We work the Steps in order to recondition ourselves so that we will be able to enjoy some of these benefits. Otherwise, we begin to feel the inadequacy that comes with the restoration of responsibilities and duties that we cannot easily accomplish. The further our addiction has progressed, the less we recall that sanity is the ‘natural’ state for most people. It doesn’t mean greater, superior, better, or less than others. It is our healthy state of being alive and free.
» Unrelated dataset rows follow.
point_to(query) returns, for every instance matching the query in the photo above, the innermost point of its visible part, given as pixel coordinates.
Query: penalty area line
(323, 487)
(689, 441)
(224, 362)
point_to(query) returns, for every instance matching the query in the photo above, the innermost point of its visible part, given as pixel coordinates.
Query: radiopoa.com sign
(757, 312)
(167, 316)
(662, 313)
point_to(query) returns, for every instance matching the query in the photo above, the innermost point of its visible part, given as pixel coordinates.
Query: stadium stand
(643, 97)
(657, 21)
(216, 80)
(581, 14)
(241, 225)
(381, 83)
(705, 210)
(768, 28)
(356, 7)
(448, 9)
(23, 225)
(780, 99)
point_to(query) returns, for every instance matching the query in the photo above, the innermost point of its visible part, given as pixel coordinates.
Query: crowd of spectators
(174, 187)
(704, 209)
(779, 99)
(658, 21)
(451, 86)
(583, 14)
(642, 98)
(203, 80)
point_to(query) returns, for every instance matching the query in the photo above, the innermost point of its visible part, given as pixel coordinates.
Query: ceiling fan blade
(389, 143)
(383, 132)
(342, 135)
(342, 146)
Sanity is also acting in a reasonable manner. When we first notice that our feelings are out of line with reality, we begin to change. The First Step is a catalyst that instigates an initial instability. The shift towards change pushes us to sort out the rest. In this Step, we get to the level of beliefs. We realize that the beliefs we operated under were faulty as well as life threatening. These beliefs were insidious and spread throughout our personality. We have no choice but to reach out for help to overcome the structure of our self-created, self-destructive, and self-centered old beliefs. We finally realized that we couldn’t keep doing the things that we chose to do and call it sane. We felt that we became one with the things that used to seem so separate to us. Our experiences and perceptions of reality change. We feel ourselves more as part of what is happening and no longer need absolute control over everything.
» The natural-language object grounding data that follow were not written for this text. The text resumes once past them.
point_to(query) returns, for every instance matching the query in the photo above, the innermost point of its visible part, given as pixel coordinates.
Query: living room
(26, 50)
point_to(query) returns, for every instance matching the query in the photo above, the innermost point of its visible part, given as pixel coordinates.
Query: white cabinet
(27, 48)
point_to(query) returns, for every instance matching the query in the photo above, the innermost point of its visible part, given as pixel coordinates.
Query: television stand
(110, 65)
Just as in learning to surf, we quickly learn that we and the wave can come crashing down together. The energy is still there; we have just learned how to stay on top of it more often. Exploring our options allows us to choose the one that will work for us rather than feeling lost in a maze of pathways. Our ‘oneness’ takes less energy, and that means we have more energy left over with which to improve the other areas of our lives.

Step Two is about belief. We come to believe in a loving, caring power, greater than ourselves that can restore us to sanity. We never believed that we could live free from our obsession and compulsion to control people and situations around us, because we feared that if we just went with the flow, we would be seriously injured or killed. The pain of the unknown had been too much for us to manage. Realizing that we, in and of ourselves, are not the source of our pain, we are open to letting life go on around us. The knowledge of our powerlessness, trust that we can change, and walking through the pain can help us with this realization. When we stop denying our addiction and gain a belief that a power, greater than ourselves, can help us, we begin to relax. Our ability to believe in a Higher Power that can restore us to sanity makes us feel at one with the forces of that power and the process of spiritual growth.

We also need to allow others to develop their own beliefs so that when the going gets tough they can survive on the faith achieved by their own development system to survive in ongoing recovery. For the first time, we have a vision of a sane life through the example of others who are just like us and who have benefited from taking the leap of faith. We learn that our reality is made up of what we believe, and that when we change our beliefs, we ourselves will change. We grow to love ourselves enough to believe that good things are possible for us and perhaps more importantly that we deserve them. We owe it to ourselves to do the footwork that will lead us to the life that we have always wanted for ourselves but were unable to believe was possible for us.